Dans un second temps, la proposition de loi affirme la place du conseil départemental au sein du dispositif de lutte anti-fraude et enrichit les prérogatives des comités départementaux anti-fraude, les Codaf. Elle renforce les échanges d'informations entre les départements et leurs différents partenaires (organismes sociaux, administrations fiscales) mais prévoit aussi la possibilité d'obtenir des informations de la part d'entreprises de services, publics ou privés. Elle donne au conseil départemental la possibilité de mettre en place une cellule de contrôle composée d'agents aux pouvoirs renforcés.

Pour améliorer le recouvrement des produits de la fraude, le texte aménage la procédure de flagrance sociale qui ouvre la voie à des mesures de saisie conservatoires. Il met en place, dans le domaine de l'assurance maladie, une carte vitale biométrique et préfigure un système d'information global et partagé dans le domaine social. Il renforce enfin les sanctions susceptibles d'être prononcées en cas de fraude.

J'en viens aux principes qui ont guidé mon travail : ce texte étant examiné dans le cadre d'un espace réservé, j'ai bien évidemment travaillé en étroite collaboration avec son auteur. Bien que profondément remanié sur la forme, le texte que je vous soumets s'inscrit pleinement dans l'esprit de la proposition de loi d'origine et préserve, tout en les aménageant parfois, ses principaux marqueurs.

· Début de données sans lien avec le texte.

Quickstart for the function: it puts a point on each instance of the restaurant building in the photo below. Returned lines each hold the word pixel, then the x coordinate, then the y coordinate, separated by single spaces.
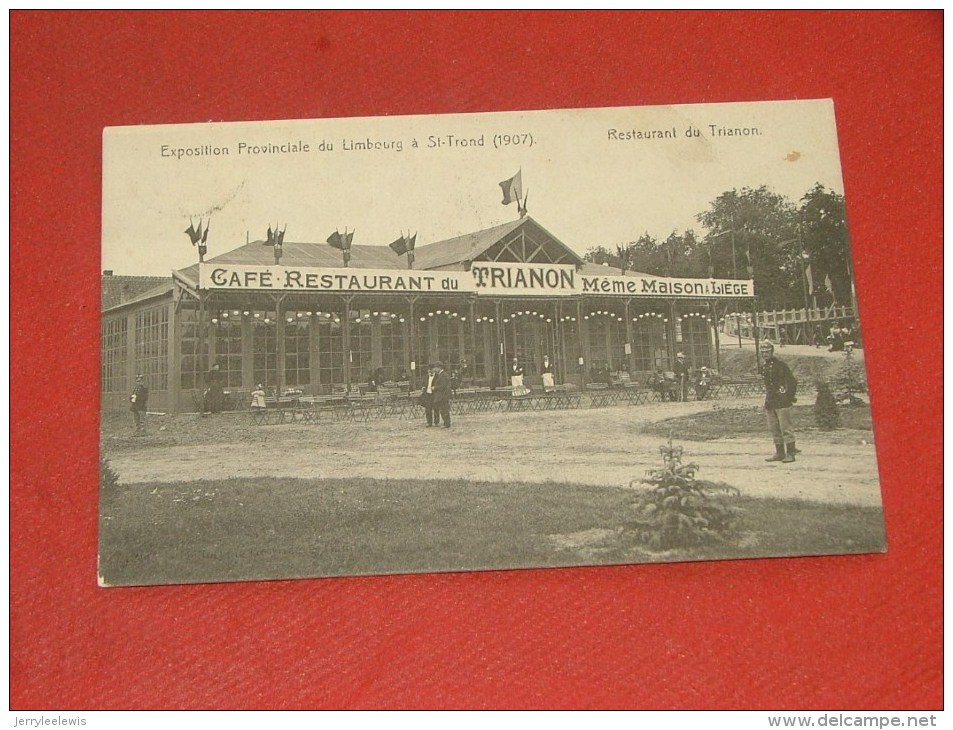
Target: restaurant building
pixel 474 302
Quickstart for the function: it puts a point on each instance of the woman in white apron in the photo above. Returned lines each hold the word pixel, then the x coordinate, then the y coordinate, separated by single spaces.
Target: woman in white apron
pixel 548 373
pixel 258 398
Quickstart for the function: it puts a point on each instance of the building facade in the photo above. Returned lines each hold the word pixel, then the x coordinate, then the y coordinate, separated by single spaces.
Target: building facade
pixel 474 302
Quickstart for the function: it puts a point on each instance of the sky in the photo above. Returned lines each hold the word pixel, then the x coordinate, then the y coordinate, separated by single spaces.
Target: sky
pixel 591 176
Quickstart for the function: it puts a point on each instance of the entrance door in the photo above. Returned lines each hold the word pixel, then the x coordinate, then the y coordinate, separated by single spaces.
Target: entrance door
pixel 529 337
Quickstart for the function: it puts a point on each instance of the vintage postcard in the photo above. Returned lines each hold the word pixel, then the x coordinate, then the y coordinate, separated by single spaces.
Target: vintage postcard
pixel 480 341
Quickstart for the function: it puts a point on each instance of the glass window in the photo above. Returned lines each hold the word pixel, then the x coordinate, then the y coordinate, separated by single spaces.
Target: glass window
pixel 228 350
pixel 297 351
pixel 114 356
pixel 152 347
pixel 265 350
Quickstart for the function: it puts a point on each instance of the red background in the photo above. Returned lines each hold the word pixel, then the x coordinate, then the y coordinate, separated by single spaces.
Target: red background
pixel 825 633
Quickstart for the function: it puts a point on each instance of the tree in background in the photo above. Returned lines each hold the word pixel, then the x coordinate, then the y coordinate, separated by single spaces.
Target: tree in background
pixel 785 245
pixel 825 408
pixel 750 228
pixel 823 220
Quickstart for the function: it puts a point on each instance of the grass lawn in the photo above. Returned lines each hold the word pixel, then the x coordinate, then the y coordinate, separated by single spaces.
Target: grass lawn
pixel 750 420
pixel 239 529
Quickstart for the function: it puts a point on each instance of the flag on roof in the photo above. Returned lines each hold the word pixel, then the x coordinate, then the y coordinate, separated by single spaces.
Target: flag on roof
pixel 513 188
pixel 404 244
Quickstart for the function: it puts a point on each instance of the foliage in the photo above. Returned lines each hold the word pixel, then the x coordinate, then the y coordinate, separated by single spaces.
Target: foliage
pixel 108 478
pixel 823 217
pixel 849 380
pixel 677 512
pixel 826 415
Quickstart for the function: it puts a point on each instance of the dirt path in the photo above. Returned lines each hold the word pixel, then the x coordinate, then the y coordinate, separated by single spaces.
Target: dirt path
pixel 600 447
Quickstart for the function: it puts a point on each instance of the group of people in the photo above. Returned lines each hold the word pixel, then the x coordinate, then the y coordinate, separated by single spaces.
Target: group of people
pixel 517 373
pixel 677 384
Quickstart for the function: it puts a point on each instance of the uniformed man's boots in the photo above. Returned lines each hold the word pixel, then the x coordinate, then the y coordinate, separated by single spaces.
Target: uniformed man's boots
pixel 789 457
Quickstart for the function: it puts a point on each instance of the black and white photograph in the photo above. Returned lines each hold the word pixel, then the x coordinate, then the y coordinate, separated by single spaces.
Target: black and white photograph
pixel 558 338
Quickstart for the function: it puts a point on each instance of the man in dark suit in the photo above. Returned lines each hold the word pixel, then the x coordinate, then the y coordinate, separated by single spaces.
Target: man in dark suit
pixel 681 376
pixel 139 399
pixel 441 394
pixel 426 398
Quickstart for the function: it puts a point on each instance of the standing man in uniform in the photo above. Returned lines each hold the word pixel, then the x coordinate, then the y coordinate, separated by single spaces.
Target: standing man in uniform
pixel 214 393
pixel 139 399
pixel 780 388
pixel 441 394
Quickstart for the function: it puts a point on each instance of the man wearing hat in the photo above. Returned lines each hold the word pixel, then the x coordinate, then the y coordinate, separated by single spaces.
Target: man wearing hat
pixel 780 388
pixel 138 399
pixel 681 376
pixel 426 397
pixel 441 395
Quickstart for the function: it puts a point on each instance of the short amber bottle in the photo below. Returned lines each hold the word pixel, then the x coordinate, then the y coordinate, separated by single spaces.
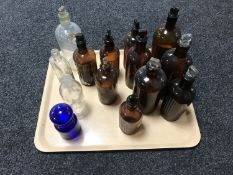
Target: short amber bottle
pixel 137 57
pixel 85 60
pixel 165 36
pixel 110 52
pixel 176 61
pixel 130 116
pixel 106 79
pixel 130 39
pixel 149 81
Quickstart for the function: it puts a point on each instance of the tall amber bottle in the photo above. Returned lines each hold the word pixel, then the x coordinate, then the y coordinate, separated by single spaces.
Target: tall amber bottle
pixel 130 39
pixel 130 116
pixel 165 36
pixel 149 81
pixel 176 61
pixel 137 57
pixel 106 79
pixel 110 52
pixel 85 60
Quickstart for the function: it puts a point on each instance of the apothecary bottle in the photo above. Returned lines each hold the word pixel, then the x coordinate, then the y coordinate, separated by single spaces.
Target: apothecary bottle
pixel 66 31
pixel 85 61
pixel 59 64
pixel 110 52
pixel 165 36
pixel 137 57
pixel 130 39
pixel 130 116
pixel 65 121
pixel 176 61
pixel 106 79
pixel 149 81
pixel 180 94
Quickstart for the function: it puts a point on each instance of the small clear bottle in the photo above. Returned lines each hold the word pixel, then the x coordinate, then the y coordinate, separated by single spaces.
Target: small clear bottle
pixel 85 61
pixel 130 39
pixel 149 81
pixel 180 94
pixel 66 31
pixel 165 36
pixel 110 52
pixel 137 57
pixel 71 92
pixel 130 116
pixel 106 79
pixel 65 121
pixel 59 64
pixel 176 61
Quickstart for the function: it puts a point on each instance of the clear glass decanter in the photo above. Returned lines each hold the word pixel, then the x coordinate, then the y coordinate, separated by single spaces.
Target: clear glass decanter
pixel 66 31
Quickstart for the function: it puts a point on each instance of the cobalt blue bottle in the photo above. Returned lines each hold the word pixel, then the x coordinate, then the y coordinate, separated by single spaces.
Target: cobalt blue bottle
pixel 65 121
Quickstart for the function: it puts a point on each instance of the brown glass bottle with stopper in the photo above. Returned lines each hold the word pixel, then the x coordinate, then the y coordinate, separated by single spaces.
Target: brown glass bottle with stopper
pixel 130 116
pixel 110 52
pixel 106 79
pixel 85 61
pixel 149 81
pixel 137 57
pixel 165 36
pixel 180 94
pixel 130 39
pixel 176 61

Les auditions que j'ai conduites, souvent avec la participation de notre collègue René-Paul Savary, ont donné lieu à des discussions sur l'opportunité et la faisabilité des heures d'intérêt général. Pour ma part, je ne crois pas illégitime qu'une personne bénéficiant de la solidarité nationale et de la solidarité départementale s'engage en retour au bénéfice de la collectivité ; ce faisant, elle sort d'un certain isolement social et, en reprenant une activité, s'intègre dans la société, valorise sa démarche citoyenne et développe ses compétences afin de retrouver le chemin du marché du travail. Un tel dispositif a été expérimenté jusqu'en 2012 avec les contrats de sept heures, puis récemment relancé avec les initiatives prises, dans des registres différents, dans les départements du Haut-Rhin à travers une obligation d'engagement bénévole et de la Nièvre avec des incitations au bénévolat.

La difficulté de cette orientation tient tout d'abord à la diversité des publics de bénéficiaires du RSA. Certains ne sont pas en mesure de se conformer à une telle obligation, qu'ils soient très éloignés de l'insertion sociale, parents de jeunes enfants confrontés à des problèmes de garde ou en recherche active d'emploi. Pour les départements, le principal obstacle est l'identification des activités concernées. Même le secteur dit hors-marchand peut être concurrentiel et laisse peu d'espace aux bénéficiaires du RSA. De plus, le coût d'encadrement est élevé. C'est pourquoi une telle obligation ne m'a semblé gérable ni pour les bénéficiaires, ni pour les départements.

Aucun de mes interlocuteurs n'a en revanche contesté la nécessité de lutter contre la fraude aux allocations. Louis Gallois, président de la Fédération nationale des associations d'accueil et de réinsertion sociale (Fnars), l'a certes relativisée au regard d'autres types de fraude et a souligné, ce que nous pouvons comprendre, que cette mission ne relevait pas des associations d'insertion. Il semble toutefois que, même si l'efficacité de la lutte anti-fraude peut encore être améliorée, nous touchions aux limites du modèle déclaratif tel qu'il a été conçu pour le RSA.

Avec un objectif de juste droit, il me semblerait plus efficace de mettre en place un système d'échanges de données entre les organismes de sécurité sociale, Pôle Emploi et l'administration fiscale leur donnant vision claire de la situation des demandeurs avant de leur attribuer le RSA. Seul un tel système clorait le débat entre accès au droit et lutte antifraude, qui sont les deux aspects du juste droit. Je vous proposerai d'acter sa mise en place qui, selon le directeur général de la Caisse nationale des allocations familiales (Cnaf), est possible sous certaines conditions.

L'architecture de la proposition de loi qui prévoyait parfois plusieurs rédactions concurrentes me conduira à vous proposer de modifier chacun des articles.